Hantavirus Replication Cycle-An Updated Structural Virology Perspective

Abstract

Hantaviruses infect a wide range of hosts including insectivores and rodents and can also cause zoonotic infections in humans, which can lead to severe disease with possible fatal outcomes. Hantavirus outbreaks are usually linked to the population dynamics of the host animals and their habitats being in close proximity to humans, which is becoming increasingly important in a globalized world. Currently there is neither an approved vaccine nor a specific and effective antiviral treatment available for use in humans. Hantaviruses belong to the order Bunyavirales with a tri-segmented negative-sense RNA genome. They encode only five viral proteins and replicate and transcribe their genome in the cytoplasm of infected cells. However, many details of the viral amplification cycle are still unknown. In recent years, structural biology methods such as cryo-electron tomography, cryo-electron microscopy, and crystallography have contributed essentially to our understanding of virus entry by membrane fusion as well as genome encapsidation by the nucleoprotein. In this review, we provide an update on the hantavirus replication cycle with a special focus on structural virology aspects.

Keywords: X-ray crystallography; cryo-electron microscopy; cryo-electron tomography; hantaviruses; structural virology; viral fusion glycoproteins; viral genome encapsidation; viral replication; viral transcription; virion assembly.

Figure 1

The hantavirus virion. A drawing of a hantavirus virion is presented (left) including a top view of the map of the TULV glycoprotein lattice (right), which was obtained by electron cryo-tomography and subvolume averaging (EMD-11236). A model of the prefusion tetrameric Gn/Gc spike complex (PDB: 6ZJM), presented as a cartoon, was fitted into the central volume [24].

Figure 2

The hantavirus spike complex. (a) A pre-fusion spike complex on the virus surface composed of the Gn (teal) and Gc (yellow) proteins forming a tetrameric assembly (example of ANDV, PDB: 6ZJM) is presented as a cartoon. The viral envelope (grey membrane) as well as the transmembrane regions (TM) of Gn (cyan cylinder) and Gc (pink cylinder) are schematically shown. One copy of the Gn cytoplasmic tail (cyan, PDB: 2K9H) and a heptameric RNP-like assembly of the N protein (blue; PDB: 6I2N) are displayed as a cartoon and surface representation, respectively. An interaction between the latter is indicated (black arrow). (b) A comparison of pre-fusion ANDV Gc (PDB: 6Y5F), an intermediate state of HTNV stabilized by an antibody (antibody not shown) (PDB: 5LJY), and the ANDV Gc post-fusion conformation (PDB: 6Y6Q) is shown. Domains are colored as DI, red; DII, yellow; DIII, orange. Key residues W766, Y745, F900 for ANDV and F250 for HTNV of the tripartite fusion loop are highlighted in red with the side chains displayed as sticks.

Figure 3

Hantavirus ribonucleoproteins and the location of viral genome replication and transcription. (a) Schematic representation of cellular RNA granules that have been reported as sites for hantavirus cap snatching: processing (P) bodies [86] and stress granules (SGs) [89]. Selected marker proteins for both granules are shown as well as eIF4E to emphasize its presence in both granules.
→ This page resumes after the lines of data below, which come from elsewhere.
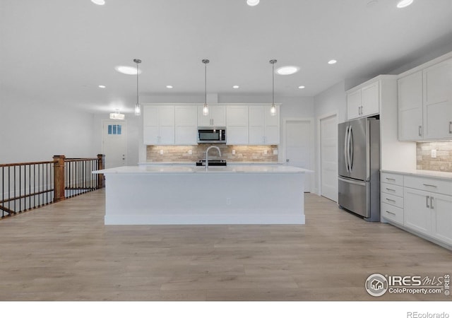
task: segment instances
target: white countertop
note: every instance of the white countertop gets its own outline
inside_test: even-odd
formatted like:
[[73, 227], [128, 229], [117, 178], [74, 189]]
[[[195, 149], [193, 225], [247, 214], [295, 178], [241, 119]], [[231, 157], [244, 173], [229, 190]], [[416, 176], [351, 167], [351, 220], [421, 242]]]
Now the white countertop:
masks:
[[141, 174], [235, 174], [235, 173], [307, 173], [312, 170], [282, 165], [232, 165], [213, 166], [206, 170], [206, 167], [187, 165], [155, 165], [125, 166], [93, 171], [93, 173], [105, 175], [141, 175]]
[[432, 171], [432, 170], [407, 170], [403, 171], [394, 171], [394, 170], [381, 170], [382, 172], [396, 173], [399, 175], [410, 175], [417, 177], [431, 177], [438, 179], [446, 179], [448, 180], [452, 180], [452, 172], [444, 172], [442, 171]]

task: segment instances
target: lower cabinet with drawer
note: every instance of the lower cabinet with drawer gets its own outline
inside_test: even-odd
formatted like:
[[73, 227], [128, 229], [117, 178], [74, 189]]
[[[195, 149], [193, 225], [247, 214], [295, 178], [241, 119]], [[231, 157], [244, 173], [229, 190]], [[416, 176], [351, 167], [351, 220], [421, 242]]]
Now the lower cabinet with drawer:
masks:
[[452, 179], [405, 175], [388, 183], [383, 173], [381, 220], [452, 249]]

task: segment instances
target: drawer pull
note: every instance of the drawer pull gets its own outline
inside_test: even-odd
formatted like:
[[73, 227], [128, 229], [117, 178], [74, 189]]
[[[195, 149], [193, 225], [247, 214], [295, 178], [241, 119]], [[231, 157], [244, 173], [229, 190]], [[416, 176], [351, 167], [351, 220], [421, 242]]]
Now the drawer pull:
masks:
[[434, 184], [428, 184], [427, 183], [423, 183], [422, 185], [424, 185], [425, 187], [432, 187], [434, 188], [437, 188], [438, 187], [438, 186], [436, 186]]
[[433, 196], [430, 196], [430, 208], [434, 208], [433, 207], [433, 199], [434, 198]]

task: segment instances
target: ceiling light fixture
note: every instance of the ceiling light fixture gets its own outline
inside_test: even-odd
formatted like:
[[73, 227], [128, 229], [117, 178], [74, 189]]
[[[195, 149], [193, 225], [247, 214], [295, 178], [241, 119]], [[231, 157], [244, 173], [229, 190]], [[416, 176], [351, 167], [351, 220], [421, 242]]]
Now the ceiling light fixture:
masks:
[[275, 59], [270, 59], [270, 64], [271, 64], [271, 108], [270, 109], [270, 114], [275, 116], [276, 114], [276, 107], [275, 107], [275, 63], [278, 61]]
[[399, 8], [405, 8], [406, 6], [408, 6], [411, 4], [412, 4], [412, 1], [413, 0], [400, 0], [397, 4], [397, 7]]
[[290, 65], [287, 66], [281, 66], [276, 70], [276, 73], [280, 75], [292, 75], [299, 71], [299, 67]]
[[[126, 75], [135, 75], [137, 72], [136, 69], [133, 66], [124, 66], [124, 65], [114, 66], [114, 69], [117, 71]], [[141, 73], [141, 71], [138, 71], [138, 72]]]
[[203, 106], [203, 114], [207, 116], [209, 114], [209, 108], [207, 105], [207, 64], [210, 62], [208, 59], [203, 59], [204, 63], [204, 105]]
[[246, 0], [246, 4], [249, 6], [254, 6], [259, 4], [259, 0]]
[[91, 2], [98, 6], [103, 6], [105, 4], [105, 0], [91, 0]]
[[141, 114], [141, 105], [138, 101], [138, 64], [141, 63], [141, 60], [133, 59], [133, 61], [136, 63], [136, 104], [135, 104], [135, 115], [140, 116]]
[[116, 112], [110, 112], [110, 119], [119, 119], [123, 120], [126, 118], [126, 115], [121, 114], [119, 110], [117, 108]]

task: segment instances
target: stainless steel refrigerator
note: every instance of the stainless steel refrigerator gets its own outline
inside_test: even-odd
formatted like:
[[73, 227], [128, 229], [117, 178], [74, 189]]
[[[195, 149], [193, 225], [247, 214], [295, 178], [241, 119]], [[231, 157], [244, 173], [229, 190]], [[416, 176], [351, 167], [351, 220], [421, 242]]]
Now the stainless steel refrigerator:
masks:
[[361, 118], [338, 124], [339, 206], [380, 220], [380, 121]]

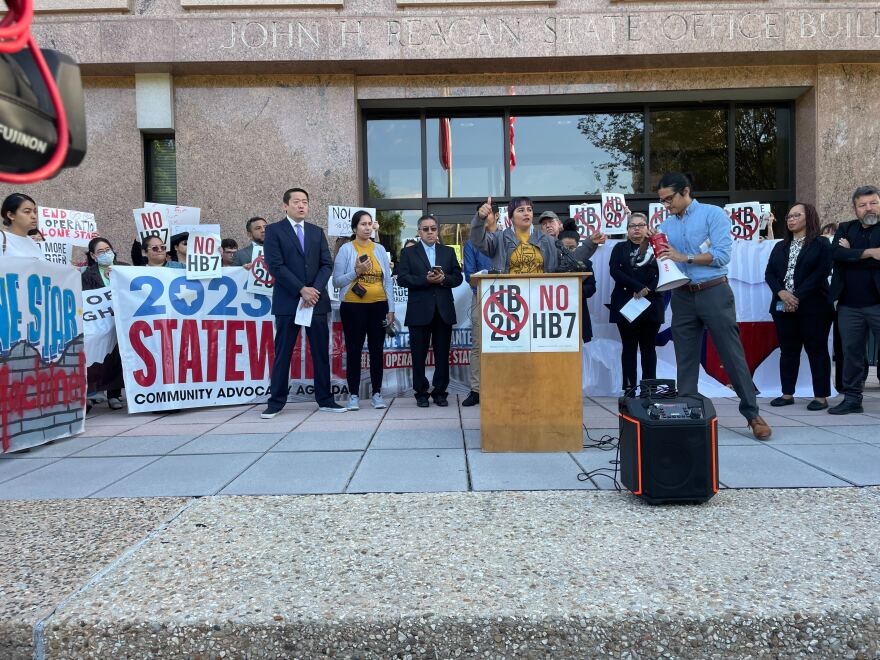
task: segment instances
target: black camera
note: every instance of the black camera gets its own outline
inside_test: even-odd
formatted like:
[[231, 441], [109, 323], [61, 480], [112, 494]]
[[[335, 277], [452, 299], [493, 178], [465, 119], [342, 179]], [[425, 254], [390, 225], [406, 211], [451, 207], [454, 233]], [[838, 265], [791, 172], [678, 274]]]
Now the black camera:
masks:
[[[70, 138], [62, 167], [86, 155], [86, 119], [79, 65], [68, 55], [42, 50], [67, 115]], [[49, 162], [58, 144], [57, 115], [30, 50], [0, 55], [0, 172], [33, 172]]]

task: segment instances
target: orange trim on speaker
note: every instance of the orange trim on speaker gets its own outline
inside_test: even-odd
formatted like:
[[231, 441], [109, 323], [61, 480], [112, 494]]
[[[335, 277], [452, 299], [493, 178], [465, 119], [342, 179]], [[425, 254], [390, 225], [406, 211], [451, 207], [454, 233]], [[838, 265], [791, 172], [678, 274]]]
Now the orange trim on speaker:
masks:
[[712, 492], [718, 492], [718, 418], [712, 418]]
[[627, 417], [623, 413], [618, 413], [621, 417], [623, 417], [628, 422], [632, 422], [636, 425], [636, 460], [639, 466], [639, 488], [638, 490], [633, 491], [633, 495], [641, 495], [642, 494], [642, 423], [633, 419], [632, 417]]

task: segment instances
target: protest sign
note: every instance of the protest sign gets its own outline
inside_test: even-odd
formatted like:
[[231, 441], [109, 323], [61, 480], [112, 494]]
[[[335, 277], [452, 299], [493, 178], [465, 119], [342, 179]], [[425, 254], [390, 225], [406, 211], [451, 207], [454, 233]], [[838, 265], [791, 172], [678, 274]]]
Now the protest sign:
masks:
[[186, 242], [186, 276], [191, 280], [210, 280], [222, 275], [223, 251], [220, 225], [198, 225]]
[[254, 244], [253, 261], [249, 273], [250, 277], [245, 284], [245, 290], [261, 296], [271, 296], [275, 286], [275, 278], [272, 277], [266, 266], [262, 245]]
[[761, 204], [737, 202], [726, 204], [724, 211], [730, 216], [730, 235], [734, 240], [757, 241], [760, 238]]
[[376, 209], [364, 206], [328, 206], [327, 207], [327, 235], [328, 236], [351, 236], [351, 217], [358, 211], [366, 211], [375, 220]]
[[0, 453], [83, 431], [81, 276], [41, 259], [0, 259]]
[[648, 229], [659, 229], [669, 215], [669, 209], [659, 202], [648, 204]]
[[67, 241], [72, 245], [88, 247], [98, 235], [93, 213], [37, 207], [37, 227], [47, 241]]
[[138, 233], [138, 240], [143, 244], [150, 236], [158, 236], [165, 244], [166, 250], [171, 250], [171, 227], [160, 211], [148, 211], [147, 209], [134, 209], [134, 226]]
[[581, 239], [589, 238], [602, 230], [602, 205], [580, 204], [569, 206], [568, 215], [577, 223]]
[[626, 233], [626, 200], [620, 193], [602, 193], [602, 233]]
[[484, 353], [581, 350], [577, 277], [507, 279], [488, 286], [482, 301]]
[[46, 261], [61, 266], [70, 266], [73, 263], [73, 244], [69, 241], [37, 241], [37, 245]]
[[202, 210], [195, 206], [176, 206], [174, 204], [155, 204], [145, 202], [144, 209], [147, 212], [157, 212], [165, 220], [172, 234], [179, 234], [182, 229], [179, 225], [197, 225], [202, 220]]

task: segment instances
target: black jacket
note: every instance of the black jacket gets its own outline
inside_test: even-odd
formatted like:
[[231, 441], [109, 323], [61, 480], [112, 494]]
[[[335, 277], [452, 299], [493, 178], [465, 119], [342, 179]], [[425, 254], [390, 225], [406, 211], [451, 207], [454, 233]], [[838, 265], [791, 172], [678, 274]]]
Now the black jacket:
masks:
[[436, 263], [446, 275], [442, 284], [428, 283], [428, 271], [431, 265], [421, 243], [400, 251], [397, 283], [409, 289], [404, 321], [408, 326], [429, 325], [434, 318], [434, 310], [440, 313], [440, 318], [445, 323], [455, 324], [455, 300], [452, 297], [452, 290], [461, 284], [464, 277], [455, 250], [440, 243], [436, 244], [436, 250]]
[[[853, 244], [855, 236], [858, 234], [861, 222], [858, 220], [849, 220], [840, 223], [837, 231], [834, 233], [834, 239], [831, 241], [833, 248], [834, 273], [831, 275], [831, 289], [829, 295], [831, 300], [839, 300], [840, 294], [843, 293], [844, 273], [850, 264], [856, 264], [862, 261], [862, 250], [857, 248], [840, 247], [840, 239], [845, 238], [850, 245]], [[880, 225], [876, 225], [871, 231], [870, 246], [872, 248], [880, 247]], [[880, 290], [880, 261], [876, 259], [865, 259], [865, 264], [860, 266], [870, 268], [874, 276], [874, 284]]]
[[266, 227], [263, 256], [269, 272], [275, 278], [272, 290], [272, 313], [275, 316], [296, 314], [299, 290], [304, 286], [314, 287], [321, 294], [314, 313], [330, 312], [327, 282], [333, 273], [333, 259], [330, 258], [327, 237], [317, 225], [305, 222], [303, 226], [305, 254], [286, 217]]
[[[789, 241], [780, 241], [770, 252], [764, 280], [773, 298], [770, 300], [770, 313], [776, 312], [779, 292], [785, 288], [785, 271], [788, 269]], [[798, 311], [802, 314], [829, 314], [834, 311], [828, 298], [828, 275], [831, 274], [831, 243], [817, 236], [801, 248], [794, 266], [794, 296], [800, 302]]]
[[614, 278], [614, 290], [611, 292], [609, 321], [611, 323], [626, 321], [626, 317], [620, 313], [620, 308], [632, 300], [634, 293], [648, 287], [651, 290], [648, 294], [651, 306], [642, 312], [639, 318], [663, 323], [663, 294], [656, 291], [657, 281], [660, 279], [657, 262], [652, 259], [649, 264], [634, 268], [629, 260], [632, 246], [633, 244], [628, 240], [621, 241], [611, 251], [608, 267], [611, 277]]

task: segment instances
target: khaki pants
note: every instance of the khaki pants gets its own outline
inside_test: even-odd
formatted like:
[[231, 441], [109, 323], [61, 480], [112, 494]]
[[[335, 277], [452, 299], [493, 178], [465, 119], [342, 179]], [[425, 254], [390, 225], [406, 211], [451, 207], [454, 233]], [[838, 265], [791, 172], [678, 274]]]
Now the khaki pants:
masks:
[[471, 299], [471, 390], [480, 391], [480, 335], [483, 328], [480, 324], [482, 314], [480, 313], [480, 294], [479, 291], [474, 294]]

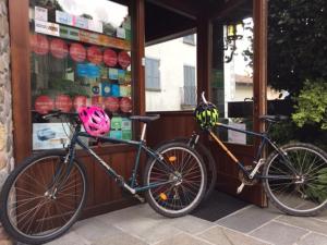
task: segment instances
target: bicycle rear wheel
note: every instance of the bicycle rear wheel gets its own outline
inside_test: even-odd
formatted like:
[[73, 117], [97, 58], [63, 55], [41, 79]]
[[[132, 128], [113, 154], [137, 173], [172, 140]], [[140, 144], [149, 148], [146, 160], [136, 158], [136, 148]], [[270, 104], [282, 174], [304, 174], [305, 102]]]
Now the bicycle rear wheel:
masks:
[[162, 145], [157, 152], [162, 156], [162, 163], [156, 159], [147, 162], [145, 185], [154, 187], [146, 191], [145, 197], [162, 216], [185, 216], [201, 203], [205, 194], [205, 164], [198, 154], [183, 143]]
[[272, 152], [264, 168], [264, 187], [270, 201], [293, 216], [316, 216], [327, 203], [327, 155], [311, 144], [281, 147], [287, 161]]
[[198, 152], [198, 155], [202, 157], [203, 162], [205, 163], [207, 170], [206, 191], [203, 199], [208, 198], [211, 195], [213, 191], [215, 189], [216, 181], [217, 181], [217, 167], [211, 152], [201, 142], [197, 142], [196, 144], [190, 143], [190, 138], [185, 138], [185, 137], [174, 138], [169, 142], [161, 143], [161, 146], [168, 143], [187, 144], [191, 148], [195, 149]]
[[86, 197], [85, 169], [74, 160], [64, 177], [64, 157], [63, 151], [50, 150], [28, 158], [5, 181], [0, 195], [0, 218], [16, 241], [49, 242], [77, 220]]

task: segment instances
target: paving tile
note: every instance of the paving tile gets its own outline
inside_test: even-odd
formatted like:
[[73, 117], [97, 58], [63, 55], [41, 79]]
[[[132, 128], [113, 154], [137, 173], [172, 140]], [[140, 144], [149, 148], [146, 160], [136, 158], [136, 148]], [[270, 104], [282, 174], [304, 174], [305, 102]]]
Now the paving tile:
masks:
[[72, 231], [74, 231], [81, 237], [93, 242], [96, 238], [101, 238], [107, 235], [113, 235], [119, 232], [119, 229], [95, 218], [92, 218], [75, 223], [72, 228]]
[[252, 206], [231, 216], [222, 218], [216, 221], [216, 223], [222, 226], [230, 228], [232, 230], [249, 233], [278, 216], [280, 216], [279, 212]]
[[216, 225], [213, 222], [196, 218], [194, 216], [185, 216], [181, 218], [170, 219], [167, 222], [168, 224], [171, 224], [174, 228], [191, 234], [203, 232], [206, 229]]
[[113, 224], [126, 233], [142, 237], [147, 243], [156, 243], [182, 231], [165, 221], [140, 218]]
[[206, 240], [217, 245], [266, 245], [263, 241], [251, 237], [240, 232], [235, 232], [222, 226], [210, 228], [204, 233], [197, 235], [203, 240]]
[[96, 219], [147, 243], [156, 243], [182, 232], [170, 224], [171, 219], [157, 215], [148, 205], [138, 205]]
[[132, 236], [125, 232], [117, 231], [114, 234], [102, 236], [95, 240], [92, 245], [146, 245], [144, 241]]
[[327, 235], [327, 222], [315, 218], [281, 216], [277, 220]]
[[90, 242], [76, 234], [73, 231], [65, 233], [63, 236], [53, 240], [47, 245], [90, 245]]
[[250, 235], [278, 245], [290, 245], [307, 233], [308, 231], [304, 229], [271, 221], [251, 232]]
[[111, 223], [122, 222], [125, 220], [138, 219], [140, 217], [150, 218], [155, 220], [167, 220], [167, 218], [157, 213], [147, 204], [136, 205], [113, 212], [108, 212], [102, 216], [97, 216], [95, 217], [95, 219], [111, 224]]
[[322, 213], [315, 217], [315, 219], [327, 222], [327, 209], [325, 209]]
[[209, 243], [191, 236], [190, 234], [181, 233], [171, 238], [156, 243], [156, 245], [209, 245]]
[[311, 233], [303, 240], [296, 242], [296, 245], [326, 245], [327, 236], [317, 233]]

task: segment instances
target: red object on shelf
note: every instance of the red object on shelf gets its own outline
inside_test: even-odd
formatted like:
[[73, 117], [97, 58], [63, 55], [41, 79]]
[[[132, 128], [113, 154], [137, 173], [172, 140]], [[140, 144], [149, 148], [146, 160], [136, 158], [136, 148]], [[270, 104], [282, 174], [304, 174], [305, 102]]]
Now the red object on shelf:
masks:
[[34, 102], [34, 109], [40, 114], [47, 114], [50, 110], [53, 110], [55, 103], [49, 96], [39, 96]]
[[87, 98], [85, 96], [76, 96], [74, 98], [74, 108], [77, 110], [80, 107], [86, 106]]
[[31, 35], [31, 47], [39, 56], [46, 56], [49, 52], [49, 41], [46, 36], [40, 34]]
[[55, 38], [51, 40], [50, 51], [51, 54], [58, 59], [63, 59], [69, 53], [68, 45], [59, 38]]
[[117, 112], [119, 109], [119, 99], [116, 97], [108, 97], [105, 100], [105, 107], [111, 112]]
[[112, 49], [106, 49], [104, 52], [104, 62], [111, 68], [117, 65], [117, 53]]
[[71, 58], [76, 62], [83, 62], [86, 58], [86, 51], [83, 45], [72, 44], [70, 48]]
[[122, 69], [126, 69], [131, 64], [131, 57], [126, 51], [121, 51], [118, 54], [118, 63]]
[[56, 97], [56, 109], [62, 112], [69, 112], [72, 109], [73, 102], [70, 96], [59, 95]]
[[132, 110], [132, 100], [129, 97], [123, 97], [121, 98], [119, 106], [122, 112], [130, 112]]
[[87, 49], [87, 59], [90, 63], [99, 64], [102, 62], [102, 52], [97, 46], [90, 46]]

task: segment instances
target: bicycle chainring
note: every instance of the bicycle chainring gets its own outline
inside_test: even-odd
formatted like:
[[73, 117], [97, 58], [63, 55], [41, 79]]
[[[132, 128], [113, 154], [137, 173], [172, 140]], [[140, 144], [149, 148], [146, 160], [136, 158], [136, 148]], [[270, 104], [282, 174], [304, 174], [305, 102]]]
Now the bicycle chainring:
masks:
[[[244, 166], [244, 168], [251, 172], [253, 170], [252, 166]], [[252, 179], [250, 180], [249, 176], [246, 174], [244, 174], [244, 172], [240, 169], [239, 170], [239, 180], [244, 183], [245, 185], [255, 185], [258, 180], [257, 179]]]

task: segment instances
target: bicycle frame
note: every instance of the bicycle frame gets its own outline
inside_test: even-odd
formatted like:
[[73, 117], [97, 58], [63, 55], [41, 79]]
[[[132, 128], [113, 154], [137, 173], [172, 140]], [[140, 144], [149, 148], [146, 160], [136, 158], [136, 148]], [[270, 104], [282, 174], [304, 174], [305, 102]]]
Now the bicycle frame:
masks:
[[[145, 131], [145, 130], [144, 130]], [[144, 134], [143, 134], [144, 135]], [[124, 179], [119, 175], [110, 166], [108, 166], [93, 149], [90, 149], [88, 146], [86, 146], [81, 137], [88, 137], [88, 138], [94, 138], [94, 139], [100, 139], [104, 143], [113, 143], [113, 144], [128, 144], [128, 145], [132, 145], [135, 148], [137, 148], [137, 152], [136, 152], [136, 158], [135, 158], [135, 162], [134, 162], [134, 167], [132, 170], [132, 176], [131, 176], [131, 184], [128, 184]], [[152, 158], [154, 158], [154, 160], [159, 161], [164, 167], [166, 167], [169, 171], [172, 172], [172, 170], [170, 170], [167, 164], [162, 161], [162, 156], [158, 155], [156, 151], [154, 151], [153, 149], [148, 148], [145, 144], [145, 140], [142, 139], [140, 142], [137, 140], [128, 140], [128, 139], [117, 139], [117, 138], [110, 138], [110, 137], [95, 137], [92, 136], [85, 132], [81, 132], [81, 125], [76, 125], [75, 127], [75, 132], [73, 134], [73, 137], [71, 139], [71, 144], [68, 147], [69, 152], [66, 156], [65, 161], [69, 161], [69, 171], [68, 171], [68, 175], [70, 172], [71, 167], [73, 166], [73, 160], [75, 158], [75, 147], [76, 144], [80, 145], [83, 149], [85, 149], [94, 159], [97, 160], [98, 163], [100, 163], [101, 167], [104, 167], [104, 169], [106, 170], [106, 172], [113, 177], [113, 180], [121, 185], [122, 187], [126, 188], [129, 192], [131, 192], [132, 194], [136, 194], [138, 192], [143, 192], [149, 188], [154, 188], [160, 185], [165, 185], [165, 184], [169, 184], [169, 183], [173, 183], [175, 182], [175, 180], [171, 180], [171, 181], [166, 181], [166, 182], [159, 182], [159, 183], [152, 183], [149, 185], [146, 186], [136, 186], [136, 171], [140, 167], [140, 157], [141, 157], [141, 152], [145, 151], [148, 156], [150, 156]], [[173, 172], [172, 172], [173, 173]], [[174, 173], [173, 173], [174, 174]]]
[[288, 179], [289, 180], [289, 177], [286, 177], [286, 176], [261, 175], [261, 174], [256, 173], [257, 170], [259, 169], [259, 167], [262, 164], [264, 164], [264, 162], [261, 161], [261, 158], [263, 156], [264, 148], [267, 144], [270, 145], [275, 150], [277, 150], [277, 152], [283, 158], [284, 163], [292, 171], [294, 171], [294, 173], [296, 173], [296, 170], [292, 167], [292, 164], [290, 164], [289, 160], [287, 159], [286, 154], [268, 137], [268, 132], [269, 132], [270, 125], [271, 124], [269, 124], [268, 130], [265, 133], [255, 133], [253, 131], [240, 130], [240, 128], [235, 128], [233, 126], [229, 126], [227, 124], [216, 123], [216, 126], [218, 126], [218, 127], [223, 127], [227, 130], [240, 132], [240, 133], [243, 133], [246, 135], [253, 135], [253, 136], [262, 139], [261, 145], [257, 149], [256, 156], [254, 158], [254, 162], [256, 162], [257, 164], [252, 172], [247, 171], [244, 168], [244, 164], [238, 160], [238, 158], [228, 149], [228, 147], [217, 137], [217, 135], [210, 128], [207, 128], [206, 131], [215, 139], [215, 142], [218, 143], [218, 145], [225, 150], [225, 152], [233, 160], [233, 162], [238, 164], [238, 167], [243, 171], [243, 173], [246, 174], [247, 176], [250, 176], [250, 179], [255, 177], [255, 179]]

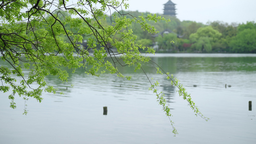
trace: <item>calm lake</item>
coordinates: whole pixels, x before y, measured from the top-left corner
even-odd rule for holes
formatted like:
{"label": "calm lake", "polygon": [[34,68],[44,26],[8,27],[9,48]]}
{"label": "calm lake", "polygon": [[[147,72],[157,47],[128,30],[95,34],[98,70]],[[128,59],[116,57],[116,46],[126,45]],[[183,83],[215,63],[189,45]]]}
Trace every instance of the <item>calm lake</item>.
{"label": "calm lake", "polygon": [[[149,56],[180,81],[208,121],[195,115],[152,64],[143,68],[160,83],[158,89],[172,108],[176,136],[142,71],[135,74],[120,68],[133,76],[126,81],[78,70],[68,84],[48,77],[64,94],[44,94],[41,103],[29,99],[27,116],[22,114],[22,97],[15,95],[17,108],[12,109],[11,93],[0,92],[0,144],[256,144],[256,54]],[[105,115],[103,107],[108,108]]]}

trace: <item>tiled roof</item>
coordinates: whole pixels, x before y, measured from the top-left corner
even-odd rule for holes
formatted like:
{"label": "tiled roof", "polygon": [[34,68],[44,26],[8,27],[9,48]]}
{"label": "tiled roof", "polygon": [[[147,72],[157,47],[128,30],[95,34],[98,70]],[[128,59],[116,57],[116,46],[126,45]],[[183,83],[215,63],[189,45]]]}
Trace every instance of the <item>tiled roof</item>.
{"label": "tiled roof", "polygon": [[164,5],[175,5],[176,4],[174,3],[173,2],[171,2],[171,0],[169,0],[168,2],[167,2],[166,4]]}

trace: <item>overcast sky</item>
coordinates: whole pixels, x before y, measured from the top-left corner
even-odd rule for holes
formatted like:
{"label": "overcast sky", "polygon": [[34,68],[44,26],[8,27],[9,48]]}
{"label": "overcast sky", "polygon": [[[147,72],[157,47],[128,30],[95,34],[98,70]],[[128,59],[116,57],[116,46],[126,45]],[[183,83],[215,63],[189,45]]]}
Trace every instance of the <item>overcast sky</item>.
{"label": "overcast sky", "polygon": [[[129,0],[129,10],[163,13],[168,0]],[[171,0],[176,4],[177,18],[204,24],[219,21],[231,24],[256,22],[256,0]]]}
Yellow arrows indicate reported colocalization of P body marker DCP1a and SNV N [86] or SGs marker TIA-1 and TULV RNA and N [89], and the red barred arrow indicates inhibition of RVFV transcription by P body-resident protein DCP2 [88]. (b) Schematic representation of a viral ribonucleoprotein (vRNP). The viral RNA is associated with N and L proteins in a panhandle-like conformation with the complementary genome ends forming a partially double-stranded region and the termini is most probably bound to the L protein. The close-up represents a heptameric assembly of N (PDB: 6I2N) into a helical RNP-like structure with tri-nucleotide RNAs (orange) bound to each N protomer. (c) Overview of possible locations of viral factories for genome transcription and replication in the endoplasmic reticulum (ER), endoplasmic reticulum–Golgi intermediate compartment (ERGIC) [100], and the Golgi apparatus associated with SGs [89].